Un chiffre qui correspond aux données de la station du Mont Sutton, dans les Cantons-de-l'Est, confirme la directrice des communications Nadya Baron. « Sur une année financière, une ouverture hâtive peut représenter environ 2 % du chiffre d'affaires », précise-t-elle.

Sutton soutient tout de même avoir enregistré une hausse des abonnements de 13,5 % par rapport à l'hiver dernier, ce qui s'annonce positif.

Pour Claude Boudreault, au Mont-Édouard, ces revenus représentent tout de même des fonds imprévus appréciables.

« On commence nos budgets pour le mois de décembre, mais (vendredi) on se serait cru en mars ! C'est vraiment incroyable. Habituellement on est ouvert à 100 % pour le début des Fêtes, vers le 15 ou 20 décembre seulement », ajoute-t-il.

Le nerf de la guerre dans l'industrie, c'est justement d'être prêt pour le temps des Fêtes. Si la neige est au rendez-vous pour que les pistes soient skiables à Noël, la saison sera bonne.

« De manière générale, le temps des Fêtes représente 30 % du chiffre d'affaires, la relâche scolaire représente un autre 30 % et le reste de la saison se partage le reste », résume Nadya Baron.

Pénurie de main-d'oeuvre

Autre effet inattendu de ces bordées de neige automnales, plusieurs stations n'étaient tout simplement pas prêtes par manque de personnel. D'après Josée Cusson de l'ASSQ, plusieurs centres ont préféré ne pas devancer leur ouverture pour cette raison.

Comme c'est le cas dans l'industrie de la restauration et d'autres domaines de l'industrie touristique, la pénurie de main-d'oeuvre représente tout un défi.

« Habituellement, on a presque terminé l'embauche. Cette année, on note un léger ralentissement.

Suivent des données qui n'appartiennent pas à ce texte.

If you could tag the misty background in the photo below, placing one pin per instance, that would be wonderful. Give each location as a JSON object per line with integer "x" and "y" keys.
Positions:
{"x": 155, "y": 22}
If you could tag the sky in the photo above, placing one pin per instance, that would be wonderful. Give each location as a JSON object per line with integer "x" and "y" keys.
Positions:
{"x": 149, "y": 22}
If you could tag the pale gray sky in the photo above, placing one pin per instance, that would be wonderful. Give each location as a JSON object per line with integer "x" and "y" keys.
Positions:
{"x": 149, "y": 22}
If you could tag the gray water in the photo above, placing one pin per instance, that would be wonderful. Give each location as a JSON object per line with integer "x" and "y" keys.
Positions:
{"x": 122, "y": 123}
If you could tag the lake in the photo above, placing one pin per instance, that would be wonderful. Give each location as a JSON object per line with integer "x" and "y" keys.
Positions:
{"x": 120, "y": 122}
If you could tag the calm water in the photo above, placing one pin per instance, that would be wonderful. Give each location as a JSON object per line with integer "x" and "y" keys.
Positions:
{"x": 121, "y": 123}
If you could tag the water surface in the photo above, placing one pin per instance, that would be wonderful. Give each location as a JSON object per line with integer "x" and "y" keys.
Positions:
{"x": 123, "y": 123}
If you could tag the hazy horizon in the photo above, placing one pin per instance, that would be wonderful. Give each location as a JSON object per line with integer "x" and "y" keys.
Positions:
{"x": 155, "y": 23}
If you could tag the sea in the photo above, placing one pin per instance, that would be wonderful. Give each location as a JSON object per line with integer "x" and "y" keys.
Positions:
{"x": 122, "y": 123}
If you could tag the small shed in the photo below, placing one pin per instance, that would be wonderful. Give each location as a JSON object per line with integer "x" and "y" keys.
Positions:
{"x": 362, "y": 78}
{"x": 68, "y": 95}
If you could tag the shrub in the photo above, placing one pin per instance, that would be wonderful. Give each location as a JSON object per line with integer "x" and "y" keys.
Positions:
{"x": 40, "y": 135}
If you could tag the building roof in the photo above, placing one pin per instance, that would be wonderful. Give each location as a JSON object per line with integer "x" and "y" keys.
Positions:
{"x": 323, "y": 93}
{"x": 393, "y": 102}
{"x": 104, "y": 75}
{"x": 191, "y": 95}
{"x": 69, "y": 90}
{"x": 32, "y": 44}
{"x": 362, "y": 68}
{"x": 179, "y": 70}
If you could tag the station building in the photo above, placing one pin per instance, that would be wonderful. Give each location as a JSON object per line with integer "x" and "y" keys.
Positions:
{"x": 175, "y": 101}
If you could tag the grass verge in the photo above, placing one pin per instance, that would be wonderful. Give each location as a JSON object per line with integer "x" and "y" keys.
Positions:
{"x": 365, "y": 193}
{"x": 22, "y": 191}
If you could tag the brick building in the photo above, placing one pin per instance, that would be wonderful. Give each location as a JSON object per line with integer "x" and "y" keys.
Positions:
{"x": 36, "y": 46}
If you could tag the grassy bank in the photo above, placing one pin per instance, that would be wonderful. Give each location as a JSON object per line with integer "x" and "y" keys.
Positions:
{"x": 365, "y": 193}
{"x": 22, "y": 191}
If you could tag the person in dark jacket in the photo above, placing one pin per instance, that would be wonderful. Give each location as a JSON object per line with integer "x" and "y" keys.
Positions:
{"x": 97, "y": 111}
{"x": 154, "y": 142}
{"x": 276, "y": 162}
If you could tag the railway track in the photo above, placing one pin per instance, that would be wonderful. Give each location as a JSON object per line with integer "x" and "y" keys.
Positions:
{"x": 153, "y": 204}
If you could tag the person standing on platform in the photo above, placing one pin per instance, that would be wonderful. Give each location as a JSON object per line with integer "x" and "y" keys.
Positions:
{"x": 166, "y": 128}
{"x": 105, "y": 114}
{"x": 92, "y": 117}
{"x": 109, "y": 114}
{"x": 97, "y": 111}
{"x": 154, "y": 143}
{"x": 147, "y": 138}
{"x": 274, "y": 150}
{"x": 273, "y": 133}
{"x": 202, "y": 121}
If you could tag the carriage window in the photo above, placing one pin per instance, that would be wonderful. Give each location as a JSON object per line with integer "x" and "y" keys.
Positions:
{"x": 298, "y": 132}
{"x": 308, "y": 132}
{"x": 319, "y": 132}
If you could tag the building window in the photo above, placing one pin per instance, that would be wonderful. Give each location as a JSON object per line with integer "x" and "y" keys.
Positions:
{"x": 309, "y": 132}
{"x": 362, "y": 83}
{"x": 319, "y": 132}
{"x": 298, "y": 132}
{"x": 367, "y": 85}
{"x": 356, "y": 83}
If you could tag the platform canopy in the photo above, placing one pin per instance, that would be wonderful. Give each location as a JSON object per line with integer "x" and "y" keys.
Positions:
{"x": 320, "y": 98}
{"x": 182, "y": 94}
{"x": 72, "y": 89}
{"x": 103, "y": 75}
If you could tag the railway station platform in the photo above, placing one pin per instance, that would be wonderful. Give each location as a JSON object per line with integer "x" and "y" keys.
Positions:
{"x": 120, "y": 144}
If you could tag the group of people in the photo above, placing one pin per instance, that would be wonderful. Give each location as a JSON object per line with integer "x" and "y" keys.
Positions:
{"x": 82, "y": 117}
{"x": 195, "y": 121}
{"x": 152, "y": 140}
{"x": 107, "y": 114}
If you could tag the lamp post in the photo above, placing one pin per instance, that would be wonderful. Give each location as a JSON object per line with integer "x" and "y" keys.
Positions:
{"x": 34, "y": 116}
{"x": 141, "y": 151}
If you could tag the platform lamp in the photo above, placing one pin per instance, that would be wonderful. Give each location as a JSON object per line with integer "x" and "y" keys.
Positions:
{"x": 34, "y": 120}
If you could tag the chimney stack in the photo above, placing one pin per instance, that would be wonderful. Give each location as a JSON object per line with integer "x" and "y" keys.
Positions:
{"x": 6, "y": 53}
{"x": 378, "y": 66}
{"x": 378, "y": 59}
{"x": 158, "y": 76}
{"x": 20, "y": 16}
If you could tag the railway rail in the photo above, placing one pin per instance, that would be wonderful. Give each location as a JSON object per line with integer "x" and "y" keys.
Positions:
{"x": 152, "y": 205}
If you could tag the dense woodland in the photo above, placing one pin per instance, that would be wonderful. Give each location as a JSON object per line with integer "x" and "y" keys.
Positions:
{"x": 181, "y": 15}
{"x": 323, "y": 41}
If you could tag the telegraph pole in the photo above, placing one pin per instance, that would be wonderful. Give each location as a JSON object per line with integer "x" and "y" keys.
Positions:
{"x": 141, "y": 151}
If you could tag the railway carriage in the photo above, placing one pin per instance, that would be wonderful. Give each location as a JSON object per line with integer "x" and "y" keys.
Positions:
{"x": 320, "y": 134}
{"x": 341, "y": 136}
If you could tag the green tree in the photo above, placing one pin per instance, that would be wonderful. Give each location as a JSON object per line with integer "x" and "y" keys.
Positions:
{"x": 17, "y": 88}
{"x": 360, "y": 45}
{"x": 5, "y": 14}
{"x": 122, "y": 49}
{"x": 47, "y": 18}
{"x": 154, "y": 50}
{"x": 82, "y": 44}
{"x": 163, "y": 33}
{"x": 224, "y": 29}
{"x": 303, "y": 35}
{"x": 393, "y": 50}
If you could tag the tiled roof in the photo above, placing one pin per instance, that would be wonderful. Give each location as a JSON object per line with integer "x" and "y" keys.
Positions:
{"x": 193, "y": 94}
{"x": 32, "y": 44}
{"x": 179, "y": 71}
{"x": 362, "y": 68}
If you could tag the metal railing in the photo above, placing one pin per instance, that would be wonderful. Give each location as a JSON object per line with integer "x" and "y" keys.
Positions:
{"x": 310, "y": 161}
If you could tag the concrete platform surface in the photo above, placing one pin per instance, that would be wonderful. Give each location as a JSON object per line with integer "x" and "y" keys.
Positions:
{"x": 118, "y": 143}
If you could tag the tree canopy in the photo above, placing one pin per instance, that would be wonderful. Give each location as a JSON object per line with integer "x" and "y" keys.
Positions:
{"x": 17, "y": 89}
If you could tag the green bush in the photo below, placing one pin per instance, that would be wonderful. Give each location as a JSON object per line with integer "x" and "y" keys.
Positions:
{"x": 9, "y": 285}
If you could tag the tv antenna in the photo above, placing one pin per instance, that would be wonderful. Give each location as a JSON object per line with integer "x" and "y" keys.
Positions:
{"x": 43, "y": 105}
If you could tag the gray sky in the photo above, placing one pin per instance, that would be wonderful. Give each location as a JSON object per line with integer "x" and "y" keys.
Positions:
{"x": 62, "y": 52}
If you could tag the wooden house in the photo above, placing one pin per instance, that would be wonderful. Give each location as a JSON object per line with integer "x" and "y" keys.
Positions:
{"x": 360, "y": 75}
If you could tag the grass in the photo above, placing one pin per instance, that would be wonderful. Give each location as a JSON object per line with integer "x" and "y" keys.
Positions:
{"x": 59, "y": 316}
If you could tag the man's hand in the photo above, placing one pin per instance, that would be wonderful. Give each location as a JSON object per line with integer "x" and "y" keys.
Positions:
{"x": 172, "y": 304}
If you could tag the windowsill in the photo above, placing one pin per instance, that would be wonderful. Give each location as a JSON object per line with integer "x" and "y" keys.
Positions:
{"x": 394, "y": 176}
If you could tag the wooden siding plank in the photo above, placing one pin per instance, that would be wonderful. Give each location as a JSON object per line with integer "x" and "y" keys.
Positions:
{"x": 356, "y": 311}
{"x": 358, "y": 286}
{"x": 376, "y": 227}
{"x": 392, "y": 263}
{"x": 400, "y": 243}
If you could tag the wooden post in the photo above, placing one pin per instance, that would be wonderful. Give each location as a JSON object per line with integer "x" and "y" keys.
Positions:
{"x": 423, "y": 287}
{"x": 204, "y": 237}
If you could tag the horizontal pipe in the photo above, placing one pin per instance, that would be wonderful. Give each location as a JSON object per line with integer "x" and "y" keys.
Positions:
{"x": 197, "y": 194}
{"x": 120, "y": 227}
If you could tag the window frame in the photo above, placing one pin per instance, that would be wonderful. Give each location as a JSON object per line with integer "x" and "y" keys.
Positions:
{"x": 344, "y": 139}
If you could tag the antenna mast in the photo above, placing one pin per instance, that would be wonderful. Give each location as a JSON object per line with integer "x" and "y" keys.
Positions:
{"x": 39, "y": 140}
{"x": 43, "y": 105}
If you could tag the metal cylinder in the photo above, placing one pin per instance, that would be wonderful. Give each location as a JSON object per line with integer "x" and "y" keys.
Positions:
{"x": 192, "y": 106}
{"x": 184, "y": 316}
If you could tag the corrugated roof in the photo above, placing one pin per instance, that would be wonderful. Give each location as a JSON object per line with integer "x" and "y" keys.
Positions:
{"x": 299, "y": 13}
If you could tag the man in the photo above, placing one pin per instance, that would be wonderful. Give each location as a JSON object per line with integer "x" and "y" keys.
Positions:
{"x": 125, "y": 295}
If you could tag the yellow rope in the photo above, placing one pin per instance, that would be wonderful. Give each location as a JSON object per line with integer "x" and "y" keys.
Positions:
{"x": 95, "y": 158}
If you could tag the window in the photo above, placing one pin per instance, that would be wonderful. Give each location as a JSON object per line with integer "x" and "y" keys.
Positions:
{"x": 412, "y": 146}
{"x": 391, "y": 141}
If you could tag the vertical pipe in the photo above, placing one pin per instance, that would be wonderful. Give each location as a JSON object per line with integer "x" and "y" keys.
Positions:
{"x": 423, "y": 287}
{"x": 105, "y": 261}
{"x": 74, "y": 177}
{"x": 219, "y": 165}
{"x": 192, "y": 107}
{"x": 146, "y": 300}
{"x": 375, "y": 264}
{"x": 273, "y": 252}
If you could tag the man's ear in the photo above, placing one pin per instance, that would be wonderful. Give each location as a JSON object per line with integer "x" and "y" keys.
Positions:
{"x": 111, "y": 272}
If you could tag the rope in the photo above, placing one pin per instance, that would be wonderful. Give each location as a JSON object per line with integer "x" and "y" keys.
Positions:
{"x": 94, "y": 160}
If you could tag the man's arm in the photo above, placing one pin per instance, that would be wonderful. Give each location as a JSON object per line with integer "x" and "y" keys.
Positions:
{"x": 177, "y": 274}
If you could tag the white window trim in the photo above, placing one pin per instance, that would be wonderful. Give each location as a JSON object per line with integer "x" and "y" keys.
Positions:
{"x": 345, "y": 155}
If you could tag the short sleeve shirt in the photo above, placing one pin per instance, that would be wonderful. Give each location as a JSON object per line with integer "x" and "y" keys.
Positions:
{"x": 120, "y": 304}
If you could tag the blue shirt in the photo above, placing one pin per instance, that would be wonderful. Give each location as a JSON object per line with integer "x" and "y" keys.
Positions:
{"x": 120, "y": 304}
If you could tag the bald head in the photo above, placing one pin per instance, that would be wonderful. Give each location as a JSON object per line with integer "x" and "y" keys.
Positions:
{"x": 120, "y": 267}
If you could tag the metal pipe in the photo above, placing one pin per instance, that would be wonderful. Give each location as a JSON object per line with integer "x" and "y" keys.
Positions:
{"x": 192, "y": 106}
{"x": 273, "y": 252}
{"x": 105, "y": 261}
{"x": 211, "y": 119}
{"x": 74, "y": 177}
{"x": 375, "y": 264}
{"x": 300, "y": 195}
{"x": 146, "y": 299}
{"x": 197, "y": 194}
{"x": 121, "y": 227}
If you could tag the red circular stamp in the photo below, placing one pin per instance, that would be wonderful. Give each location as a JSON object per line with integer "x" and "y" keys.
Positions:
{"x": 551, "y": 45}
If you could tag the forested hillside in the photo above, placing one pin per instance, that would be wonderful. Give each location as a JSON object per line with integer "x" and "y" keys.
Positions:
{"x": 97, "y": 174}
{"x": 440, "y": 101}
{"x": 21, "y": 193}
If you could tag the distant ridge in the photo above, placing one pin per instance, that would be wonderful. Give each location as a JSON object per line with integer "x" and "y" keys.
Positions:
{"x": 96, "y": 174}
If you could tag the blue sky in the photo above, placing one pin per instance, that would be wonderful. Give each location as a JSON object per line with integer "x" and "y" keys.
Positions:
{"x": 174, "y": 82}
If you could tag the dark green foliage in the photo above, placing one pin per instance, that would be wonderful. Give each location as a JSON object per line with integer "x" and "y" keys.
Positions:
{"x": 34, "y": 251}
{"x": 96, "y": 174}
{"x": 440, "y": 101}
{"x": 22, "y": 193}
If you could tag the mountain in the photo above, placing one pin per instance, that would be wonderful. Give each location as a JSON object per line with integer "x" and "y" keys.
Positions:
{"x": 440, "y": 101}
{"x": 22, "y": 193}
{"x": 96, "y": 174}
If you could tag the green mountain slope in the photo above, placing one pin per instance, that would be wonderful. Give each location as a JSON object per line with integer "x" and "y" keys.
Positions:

On a des postes à combler dans la restauration, au service à la clientèle et pour l'opération des télésièges », énumère la porte-parole du Mont-Sutton.

Du côté du Sommet Edelweiss, Jean-Sébastien Saia reconnaît que tous les employeurs saisonniers traversent une période difficile, mais il mise sur une ouverture progressive pour combler les postes disponibles.

Ces enjeux de recrutement ne vont tout de même pas gâcher l'ambiance sur les pentes du Québec, alors que l'industrie de la glisse estime ses retombées économiques à 800 millions par année.

Les stations ont d'ailleurs investi pas moins de 476 millions pour améliorer leurs systèmes de remontées mécaniques, de fabrication de neige et pour rénover leurs chalets.

Tout ça pour le plus grand bonheur des quelque 1,4 million de Québécois mordus de ski et de planche en espérant que leur enthousiasme fasse boule de neige auprès des grincheux qui rêvent déjà du printemps.